[PATCH] D52300: [clangd] Implement VByte PostingList compression

Sam McCall via Phabricator via cfe-commits Thu, 20 Sep 2018 09:50:30 -0700

sammccall added a comment.

Very nice!


I think the data structures can be slightly tighter, and some of the 
implementation could be easier to follow. But this seems like a nice win.

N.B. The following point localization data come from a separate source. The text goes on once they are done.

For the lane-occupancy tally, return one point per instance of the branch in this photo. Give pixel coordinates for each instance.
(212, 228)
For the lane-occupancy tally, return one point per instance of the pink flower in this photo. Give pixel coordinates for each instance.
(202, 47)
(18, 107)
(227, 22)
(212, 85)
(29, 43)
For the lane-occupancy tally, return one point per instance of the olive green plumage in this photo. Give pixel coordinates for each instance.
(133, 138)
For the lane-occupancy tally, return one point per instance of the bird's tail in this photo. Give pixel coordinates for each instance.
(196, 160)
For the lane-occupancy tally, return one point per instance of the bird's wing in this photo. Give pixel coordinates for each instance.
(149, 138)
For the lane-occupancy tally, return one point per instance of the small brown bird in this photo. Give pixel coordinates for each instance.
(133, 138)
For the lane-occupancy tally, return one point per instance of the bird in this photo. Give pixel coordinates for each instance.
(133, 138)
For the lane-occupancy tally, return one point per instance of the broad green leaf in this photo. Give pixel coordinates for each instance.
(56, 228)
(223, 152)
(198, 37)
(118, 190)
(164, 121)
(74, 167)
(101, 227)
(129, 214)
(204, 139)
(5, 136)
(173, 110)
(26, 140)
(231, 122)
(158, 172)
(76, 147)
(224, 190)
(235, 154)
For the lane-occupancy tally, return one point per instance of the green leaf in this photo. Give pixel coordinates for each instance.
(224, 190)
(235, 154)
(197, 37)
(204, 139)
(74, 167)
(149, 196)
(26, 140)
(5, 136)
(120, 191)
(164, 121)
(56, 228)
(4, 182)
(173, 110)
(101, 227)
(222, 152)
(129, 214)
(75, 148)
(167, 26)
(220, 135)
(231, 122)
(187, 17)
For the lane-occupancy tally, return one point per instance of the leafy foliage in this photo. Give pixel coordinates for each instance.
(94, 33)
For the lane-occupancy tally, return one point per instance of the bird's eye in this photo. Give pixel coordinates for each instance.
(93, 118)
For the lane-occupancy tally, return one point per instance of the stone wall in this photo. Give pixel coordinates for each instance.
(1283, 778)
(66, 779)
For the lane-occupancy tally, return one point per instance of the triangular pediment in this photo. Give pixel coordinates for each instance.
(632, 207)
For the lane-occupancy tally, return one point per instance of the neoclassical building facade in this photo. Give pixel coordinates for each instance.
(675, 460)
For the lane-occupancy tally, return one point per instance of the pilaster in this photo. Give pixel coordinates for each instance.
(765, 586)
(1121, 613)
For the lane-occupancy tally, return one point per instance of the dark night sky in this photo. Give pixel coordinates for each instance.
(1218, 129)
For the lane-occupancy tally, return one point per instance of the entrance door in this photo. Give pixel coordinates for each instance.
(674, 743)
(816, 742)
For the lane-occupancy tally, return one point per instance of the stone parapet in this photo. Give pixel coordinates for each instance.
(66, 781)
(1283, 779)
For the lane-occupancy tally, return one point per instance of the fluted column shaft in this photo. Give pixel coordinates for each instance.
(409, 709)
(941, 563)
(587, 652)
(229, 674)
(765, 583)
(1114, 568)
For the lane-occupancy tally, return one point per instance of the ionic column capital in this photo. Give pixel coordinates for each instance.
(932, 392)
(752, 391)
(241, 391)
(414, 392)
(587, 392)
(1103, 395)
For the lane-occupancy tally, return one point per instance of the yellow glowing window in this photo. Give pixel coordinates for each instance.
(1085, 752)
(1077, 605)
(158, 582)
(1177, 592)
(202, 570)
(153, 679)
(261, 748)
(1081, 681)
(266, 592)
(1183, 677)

Right-sizing the vectors seems like an important optimization.



================
Comment at: clang-tools-extra/clangd/index/dex/PostingList.cpp:29
+      DecompressedChunk = ChunkIndex->decompress();
+      InnerIndex = begin(DecompressedChunk);
+    }
----------------
nit: we generally use members (DecompressedChunk.begin()) unless actually 
dealing with arrays or templates, since lookup rules are simpler
 


================
Comment at: clang-tools-extra/clangd/index/dex/PostingList.cpp:39
            "Posting List iterator can't advance() at the end.");
-    ++Index;
+    if (++InnerIndex != end(DecompressedChunk))
+      return; // Return if current chunk is not exhausted.
----------------
nit: I think this might be clearer with the special/unlikely cases (hit end) 
inside the if:
```
if (++InnerIndex == DecompressedChunks.begin()) { // end of chunk
  if (++ChunkIndex == Chunks.end()) // end of iterator
    return;
  DecompressedChunk = ChunkIndex->decompress();
  InnerIndex = DecompressedChunk.begin();
}
```
also I think the indirection via `reachedEnd()` mostly serves to confuse here, 
as the other lines deal with the data structures directly. It's not clear 
(without reading the implementation) what the behavior is when class invariants 
are violated.


================
Comment at: clang-tools-extra/clangd/index/dex/PostingList.cpp:58
+    // does.
+    if ((ChunkIndex != end(Chunks) - 1) && ((ChunkIndex + 1)->Head <= ID)) {
+      // Find the next chunk with Head >= ID.
----------------
this again puts the "normal case" (need to choose a chunk) inside the if(), 
instead of the exceptional case.

In order to write this more naturally, I think pulling out a private helper 
`advanceToChunk(DocID)` might be best here, you can early return from there.


================
Comment at: clang-tools-extra/clangd/index/dex/PostingList.cpp:61
+      ChunkIndex = std::lower_bound(
+          ChunkIndex, end(Chunks), ID,
+          [](const Chunk &C, const DocID ID) { return C.Head < ID; });
----------------
ChunkIndex + 1? You've already eliminated the current chunk.


================
Comment at: clang-tools-extra/clangd/index/dex/PostingList.cpp:62
+          ChunkIndex, end(Chunks), ID,
+          [](const Chunk &C, const DocID ID) { return C.Head < ID; });
+      if (reachedEnd())
----------------
This seems unneccesarily two-step (found the chunk... or it could be the first 
element of the next).
Understandably, because std::*_bound has such a silly API.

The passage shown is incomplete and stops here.